L’attente
La lune cogne si fort, elle y croit à peine. Il fait presque jour en pleine nuit. Du haut de son promontoire de granit ocre incrusté à la naissance de la montagne, derrière la petite église du village, sous ses yeux, dans les arbres, de la lumière laiteuse déversée à grosses louches. Envoyée par en dessous, comme si tous les flics de la ville étaient venus faire une ronde monumentale et définitive dans le maquis, avant de coffrer tout le monde. Leur île entre la mer et la montagne, si proches l’une de l’autre, ce bijou placé sous leur protection ainsi que celle de la Vierge Marie, une fois pour toutes, débarrassée de ses hyènes parasites qui salissent tout.
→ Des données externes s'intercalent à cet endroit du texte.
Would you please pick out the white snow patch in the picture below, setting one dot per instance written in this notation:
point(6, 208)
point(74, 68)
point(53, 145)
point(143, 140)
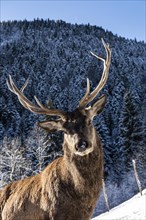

Dans la poche de son micro-bomber rose, ses doigts jouent avec le film plastique de son paquet de longues mentholées piqué à sa cousine l’autre nuit. Ça envoie vraiment ce cadre, elle s’en fumerait bien une. Et puis, faut dire que ça ne lui arrive jamais d’être seule, tous ces gens présents en permanence, leurs drames et leurs vacarmes assis sur elle, la petite, la silencieuse, la souriante. Elle renonce. Si ses frères sortent plus vite que prévu de l’église et qu’ils la voient tirer sur une cigarette, même fine, ça va les achever.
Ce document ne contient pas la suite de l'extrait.